Is that in a "guardian angel" nice, kind of way or a negative, fatalistic "America rules the world" kind of way? It does strike me from "man on the street" interviews during recent international disasters (tsunami, earthquake, flood) that people all over the world feel as entitled as residents of NOLA's 9th Ward to immediate American response (but with less reason, of course)

G.A. Dean
Joined
May '10
G.A. Dean

Claire Berlinski, Ed.:

Turks tend to believe that foreign powers have a great deal of covert influence over their country. ... the half-conscious idea that the Americans will step in sooner or later, or could step in, keeps people from taking ultimate responsibility for their own political future.

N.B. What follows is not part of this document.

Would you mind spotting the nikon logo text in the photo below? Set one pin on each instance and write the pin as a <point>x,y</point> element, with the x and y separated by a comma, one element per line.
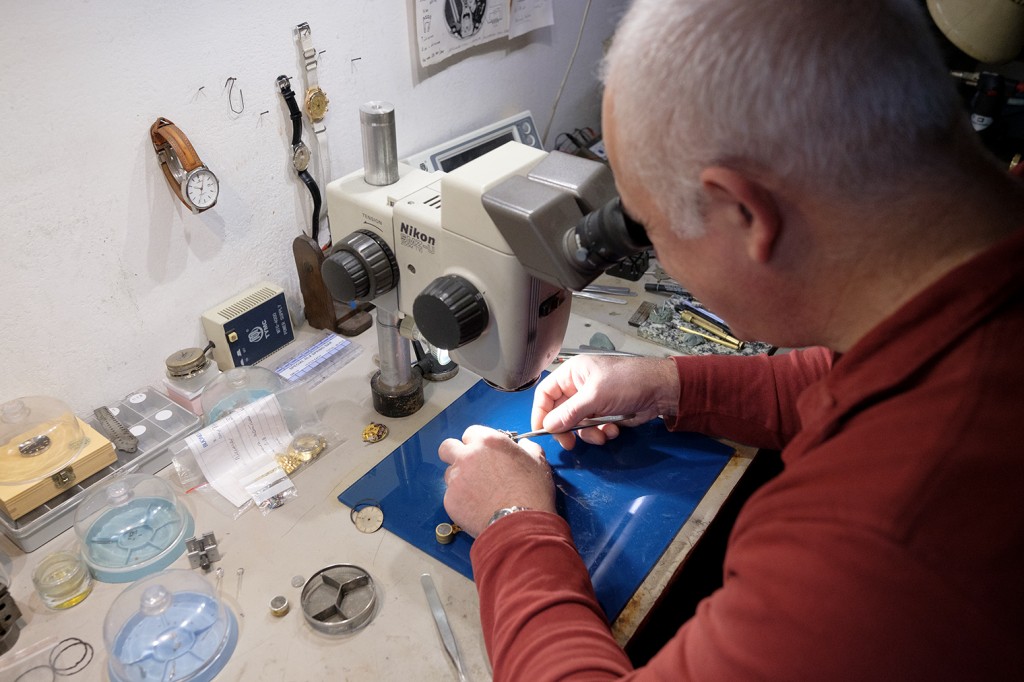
<point>413,238</point>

These fantasies have another impact, in that every utterance from Washington concerning Turkey has a much larger impact in Turkey than it should. Friendly words from the U.S., likely no more than proper form and diplomacy, can be mis-read as a "signal", to people who believe that the U.S. is secretly pulling the strings. In the same way, a public expression of "concern" can have an oversized impact on Turkish public mood. That will feel like "interference" to a government that, like-it-or-not, is in power right now.

We have a long history of getting these things wrong and making blunders. This seems like a good time to keep the open and public communication mild and vacuous. The private communications are another matter.